Another place where guidance and mentoring can be gained is via safe spaces. Thomas Odams is managing director of RANT Communities, who offer Chatham House Rule events. He says that working in cyber security, especially in a position of leadership, is a lonely posting in many businesses.
“When tasked with keeping the crown jewels safe and remaining aware of vulnerabilities and risks, finding a safe space to share best practice and more importantly, esprit de corps with those in similar roles from other organisations, is essential to surviving and thriving in this industry,” he says.
He adds that the attitude of knowing you’re not alone in having this problem, accompanied by a rush of relief, is a common reaction post-sharing these experiences.
Odams says “honest, open and informal sharing among our members” has always been championed, and their events are often particularly blessed with the support of our CISO community who recommend members of their team to join specific events with topics relevant to their current projects, allowing them to benefit from the collective wisdom of their experienced peers.
Show no sign of weakness
Arora says he has never come across “a single person who has said no” when asked for advice, as “they are very happy to share their wisdom, as they have such a wide angle and diverse view, and they know what good looks like”.
Arora acknowledges the issue of asking for help being seen as a sign of weakness, and there is a persistent fear that if you ask for help, “you will be exposed as the imposter syndrome kicks in”.

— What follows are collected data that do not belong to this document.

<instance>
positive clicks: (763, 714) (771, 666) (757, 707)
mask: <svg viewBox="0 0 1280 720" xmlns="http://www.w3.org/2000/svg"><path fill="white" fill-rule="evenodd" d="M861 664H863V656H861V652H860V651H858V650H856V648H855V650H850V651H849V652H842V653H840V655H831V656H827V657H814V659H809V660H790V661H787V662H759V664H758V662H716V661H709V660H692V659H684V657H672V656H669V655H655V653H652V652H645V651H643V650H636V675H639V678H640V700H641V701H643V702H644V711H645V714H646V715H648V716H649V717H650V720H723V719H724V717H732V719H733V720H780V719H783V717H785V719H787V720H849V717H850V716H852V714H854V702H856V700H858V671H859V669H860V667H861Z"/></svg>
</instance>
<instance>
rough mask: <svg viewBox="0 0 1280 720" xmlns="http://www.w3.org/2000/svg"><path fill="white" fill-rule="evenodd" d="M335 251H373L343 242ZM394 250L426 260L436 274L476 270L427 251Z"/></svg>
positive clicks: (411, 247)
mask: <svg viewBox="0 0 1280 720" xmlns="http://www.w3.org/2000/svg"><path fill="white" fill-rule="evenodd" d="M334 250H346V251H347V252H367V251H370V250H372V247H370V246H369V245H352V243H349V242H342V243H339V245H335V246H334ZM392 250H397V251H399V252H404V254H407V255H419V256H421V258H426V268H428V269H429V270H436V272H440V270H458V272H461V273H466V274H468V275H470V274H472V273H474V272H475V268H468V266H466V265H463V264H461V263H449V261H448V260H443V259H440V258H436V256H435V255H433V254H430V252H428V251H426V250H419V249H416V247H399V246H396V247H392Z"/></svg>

He says that to ask for advice and help should be an honourable effort, and that people are scared of asking for help as they are of asking for feedback, but that is part of being a CISO. It is not about not knowing, it is about learning.
He adds that is why he was led to share advice on LinkedIn, as people do not talk about fundamental things. “Everyone struggles – don’t tell me a CEO of a Fortune 500 company does not have their sign of weaknesses and say, ‘I just hope I have not messed up and made a decision that will cost this company a significant amount of money’.”
Building networks is such a key part of any career, and it’s important that support is offered and communities are open and welcoming. With this human factor open and prepared to offer advice, we could look to overcome some of the most common problems in cyber security strategy – what do you do when the worst happens?